Democracies also depend upon the scrutiny of their citizens: therefore, they must respect the intrinsic worth of each person’s judgement. An open society will want to make room for a principled pluralism – and, therefore, freedom of conscience – to maximise the number of citizens who believe that they have a stake in society. And it is always a terrible thing to coerce someone to do what she believes to be wrong. So we need some means of protecting what Os Guiness calls “soul freedom”:
…Roger Williams’s magnificent term for religious freedom. It stands over against those who confuse religious freedom with mere toleration, or shrink it to mean only the freedom to worship. It challenges those who view it simply as “freedom for the religious,” or think that when religion is dismissed, religious freedom can be ignored…[it] is “the right to adopt, hold, freely exercise, share, or change one’s beliefs subject solely to the dictates of conscience and independent of all outside, especially governmental control.” Seen this way, freedom of religion and belief (which covers secularist worldviews too) is essential because it involves nothing less than our freedom to be human.
To preserve soul-freedom, a citizen should only be made exempt from legislation when that legislation dictates that he or she must act against a central aspect of their faith or world-view. To be exempted, a claimant would need to demonstrate that legislation substantially burdens a sincerely held belief; they would also need to show that this belief plays an important role in guiding their community or tradition. Furthermore, a government should be able to compel citizens to go against their consciences when the government can demonstrate that it has a clear, compelling interest in doing so. Every government has a clear and compelling interest in upholding its criminal code, for example, or to collect taxes.
This does not open the door to anarchy. The law could not tolerate religious behaviour which undermined religious freedom: that is, it need not tolerate behaviour which is wilfully absurd or which prevents individuals from pursuing the truth without fear of harassment; furthermore, the government would have a compelling interest to intervene if any subsection of society faced widespread discrimination. But there is no compelling state interest in forcing religious citizens to provide goods and services which promote or condone beliefs they strongly disagree with; especially when asking a customer to seek the goods or services elsewhere does not create a substantial burden for the customer.

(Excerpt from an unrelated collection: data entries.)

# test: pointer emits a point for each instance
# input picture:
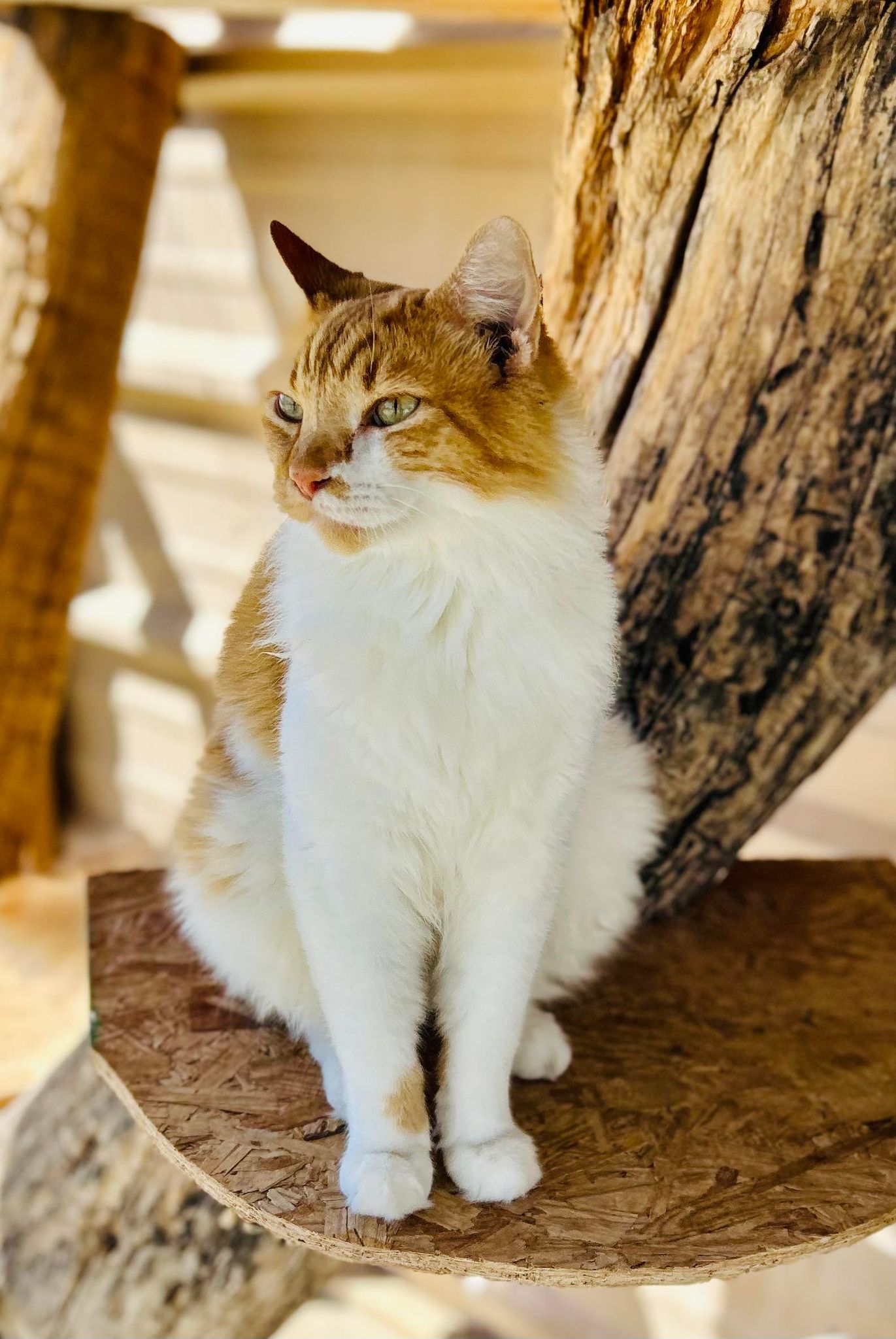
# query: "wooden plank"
(477, 11)
(458, 78)
(731, 1101)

We’ve simply outlined the sort of society we would like to live in: one governed by a principled pluralism and not by a theocratic tyranny or secularist bureaucracy. We merely wish that some room must be made for deep religious and philosophical disagreement in a civil society. We’re not concerned with party politics or electioneering at Saints and Sceptics (nor are we interested in forming a “moral majority”).
But a reasonable person can doubt that secularization is progressive, universal and inevitable. Humans naturally seek meaning and transcendence, community and belonging. For that reason, religion will always be part of human experience. The arguments for the rationality Christian faith are (at least) as good as those against it. Modernity was meant to lead to the death of religion; it has certainly led to the growth of the “non-religious”. However, across the globe, orthodox religion is thriving; even in the academy, religious scholars remain as accomplished as their secular peers. Secularization is stumbling; it would be a shame if secularism became more strident and unforgiving in response.